TI and UT Austin collaborate to deliver linear algebra library on TI's high performance multicore DSPs

SUPERCOMPUTING' 2011, SEATTLE, USA: Setting yet another milestone in multicore innovation, Texas Instruments Inc. (TI) and the University of Texas at Austin (UT Austin) have successfully ported UT Austin's libflame library, a dense linear algebra library for scientific computing, to TI's TMS320C6678 multicore digital signal processor (DSP).

This port delivers all of libflame's functionalities, providing fundamental software building blocks for many high performance computing (HPC) applications such as oil and gas exploration, financial modeling and molecular dynamics. This achievement demonstrates the fundamental capability of TI's C6678 multicore DSP to implement these algorithms efficiently and also showcases the ease in which such libraries can be ported to TI's DSPs.
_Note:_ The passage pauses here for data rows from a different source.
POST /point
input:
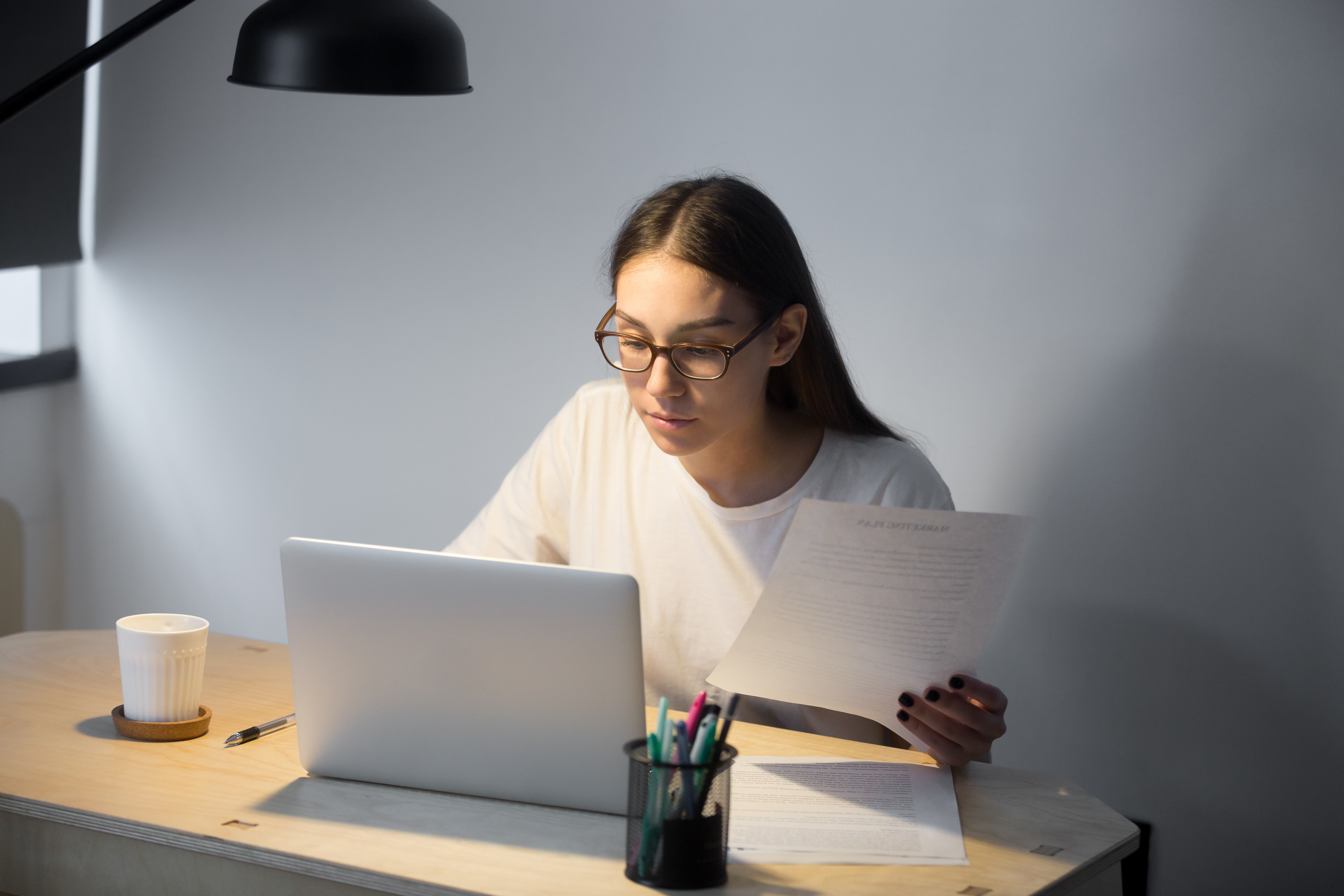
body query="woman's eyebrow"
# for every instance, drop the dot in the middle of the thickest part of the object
(701, 324)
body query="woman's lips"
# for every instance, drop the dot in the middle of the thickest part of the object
(670, 424)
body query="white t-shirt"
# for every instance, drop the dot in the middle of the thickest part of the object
(595, 491)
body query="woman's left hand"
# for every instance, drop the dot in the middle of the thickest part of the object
(960, 722)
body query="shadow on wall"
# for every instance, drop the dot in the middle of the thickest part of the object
(1174, 644)
(11, 570)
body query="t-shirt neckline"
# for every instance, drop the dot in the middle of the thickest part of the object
(830, 445)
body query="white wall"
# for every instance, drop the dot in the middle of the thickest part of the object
(1087, 251)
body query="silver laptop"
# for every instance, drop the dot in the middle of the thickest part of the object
(487, 678)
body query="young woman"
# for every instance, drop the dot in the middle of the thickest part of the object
(734, 405)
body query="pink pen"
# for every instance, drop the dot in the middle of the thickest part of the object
(694, 716)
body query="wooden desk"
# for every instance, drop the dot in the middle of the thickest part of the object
(84, 811)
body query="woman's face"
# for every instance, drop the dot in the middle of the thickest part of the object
(667, 301)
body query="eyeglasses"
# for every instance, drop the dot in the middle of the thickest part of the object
(693, 361)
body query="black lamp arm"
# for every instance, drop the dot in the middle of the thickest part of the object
(89, 57)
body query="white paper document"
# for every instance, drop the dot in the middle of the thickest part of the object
(865, 602)
(795, 811)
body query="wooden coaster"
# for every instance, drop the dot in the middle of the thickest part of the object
(162, 730)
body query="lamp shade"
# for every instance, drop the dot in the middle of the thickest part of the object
(408, 48)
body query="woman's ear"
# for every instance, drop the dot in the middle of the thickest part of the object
(788, 334)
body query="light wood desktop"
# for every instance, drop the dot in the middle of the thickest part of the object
(84, 811)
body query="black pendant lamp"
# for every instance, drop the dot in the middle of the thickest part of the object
(402, 48)
(405, 48)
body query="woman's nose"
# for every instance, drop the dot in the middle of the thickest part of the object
(664, 381)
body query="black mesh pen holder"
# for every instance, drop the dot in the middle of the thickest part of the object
(677, 821)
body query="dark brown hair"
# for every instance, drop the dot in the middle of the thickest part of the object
(725, 225)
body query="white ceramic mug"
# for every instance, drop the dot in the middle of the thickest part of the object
(163, 661)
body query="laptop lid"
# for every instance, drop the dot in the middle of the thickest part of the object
(489, 678)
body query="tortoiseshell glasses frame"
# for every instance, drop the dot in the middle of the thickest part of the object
(702, 357)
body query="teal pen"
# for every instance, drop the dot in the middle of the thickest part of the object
(662, 729)
(652, 809)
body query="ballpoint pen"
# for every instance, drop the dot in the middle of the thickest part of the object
(718, 752)
(264, 729)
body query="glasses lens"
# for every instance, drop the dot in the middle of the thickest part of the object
(701, 362)
(626, 354)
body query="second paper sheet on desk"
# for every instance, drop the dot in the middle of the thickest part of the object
(866, 602)
(792, 811)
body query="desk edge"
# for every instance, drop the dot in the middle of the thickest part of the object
(226, 850)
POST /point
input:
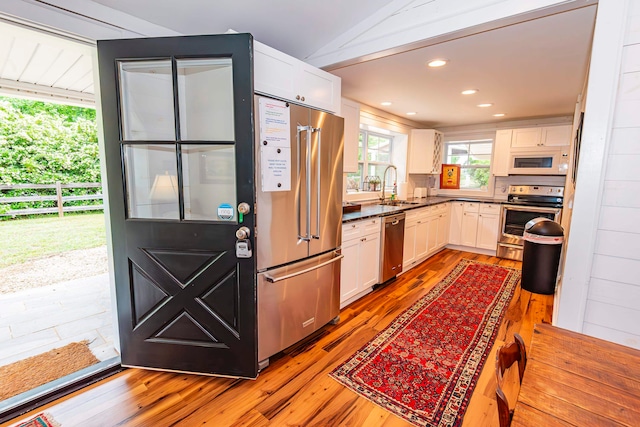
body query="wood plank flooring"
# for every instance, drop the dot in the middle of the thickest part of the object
(295, 390)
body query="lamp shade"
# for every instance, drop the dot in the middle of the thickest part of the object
(164, 189)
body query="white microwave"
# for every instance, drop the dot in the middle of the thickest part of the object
(543, 162)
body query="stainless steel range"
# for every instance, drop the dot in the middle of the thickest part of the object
(524, 203)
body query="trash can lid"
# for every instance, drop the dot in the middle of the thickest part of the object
(543, 231)
(544, 227)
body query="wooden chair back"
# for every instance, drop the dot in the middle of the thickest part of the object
(506, 356)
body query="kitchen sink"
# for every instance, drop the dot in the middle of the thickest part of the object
(397, 203)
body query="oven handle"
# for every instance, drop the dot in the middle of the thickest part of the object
(531, 209)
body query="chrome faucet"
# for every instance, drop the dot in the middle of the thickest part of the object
(384, 179)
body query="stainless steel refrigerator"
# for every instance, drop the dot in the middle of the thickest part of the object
(298, 230)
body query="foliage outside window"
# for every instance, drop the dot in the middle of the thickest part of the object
(43, 143)
(474, 158)
(374, 155)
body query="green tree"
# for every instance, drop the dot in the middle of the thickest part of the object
(42, 143)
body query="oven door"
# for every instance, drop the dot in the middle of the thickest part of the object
(512, 222)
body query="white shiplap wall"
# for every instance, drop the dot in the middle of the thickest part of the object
(612, 308)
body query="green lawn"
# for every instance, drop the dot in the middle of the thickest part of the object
(24, 239)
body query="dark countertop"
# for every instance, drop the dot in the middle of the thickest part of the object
(373, 209)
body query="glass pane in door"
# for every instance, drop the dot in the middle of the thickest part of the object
(209, 182)
(151, 181)
(205, 99)
(146, 100)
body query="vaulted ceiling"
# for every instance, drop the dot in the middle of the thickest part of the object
(525, 66)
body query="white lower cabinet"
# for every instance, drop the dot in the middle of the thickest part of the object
(488, 225)
(361, 262)
(474, 224)
(426, 231)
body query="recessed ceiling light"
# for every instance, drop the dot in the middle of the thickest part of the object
(437, 63)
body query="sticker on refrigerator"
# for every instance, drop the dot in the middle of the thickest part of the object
(275, 165)
(274, 123)
(275, 145)
(225, 211)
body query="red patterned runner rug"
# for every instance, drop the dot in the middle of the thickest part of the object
(424, 366)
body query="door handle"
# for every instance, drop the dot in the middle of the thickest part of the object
(301, 238)
(318, 182)
(272, 279)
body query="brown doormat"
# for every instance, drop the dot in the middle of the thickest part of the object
(34, 371)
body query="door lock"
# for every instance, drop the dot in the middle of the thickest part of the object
(243, 233)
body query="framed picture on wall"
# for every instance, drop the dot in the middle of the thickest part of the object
(450, 177)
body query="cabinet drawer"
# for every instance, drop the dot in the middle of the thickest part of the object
(351, 230)
(490, 208)
(371, 226)
(471, 207)
(441, 207)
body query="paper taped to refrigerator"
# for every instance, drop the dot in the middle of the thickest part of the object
(275, 165)
(274, 123)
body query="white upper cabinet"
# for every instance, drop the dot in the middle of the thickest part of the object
(425, 151)
(350, 111)
(282, 76)
(501, 149)
(547, 136)
(556, 136)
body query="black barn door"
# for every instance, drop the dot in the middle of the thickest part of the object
(178, 126)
With an industry-leading 16 GFLOPs/W of single precision performance, TI's C6678 DSP, combined with optimized software libraries like libflame, delivers an ultra-low power solution for the HPC market.

"The speed with which we were able to port a significant scientific computing library like libflame to the C6678 multicore DSP is a testament to the ease of use of TI's DSP and also validates our modern, C-based approach to developing linear algebra libraries," said Robert van de Geijn, professor of computer science, UT Austin, and member of the Texas Institute for Computational Engineering and Sciences.

Earlier, TI announced it is offering HPC developers the industry's highest performing multicore DSPs at the lowest power levels, based on its TMS320C66x DSP generation. TI's C6678 and TMS320TCI6609 multicore DSPs are ideally suited for computing applications, where ultra- high performance, low power and easy programmability are critical requirements. With the highest performing floating point DSP core at 16 GFLOPs/W, TI's C66x multicore DSPs are changing the way HPC developers meet requirements for applications in oil and gas exploration, financial modeling and molecular dynamics.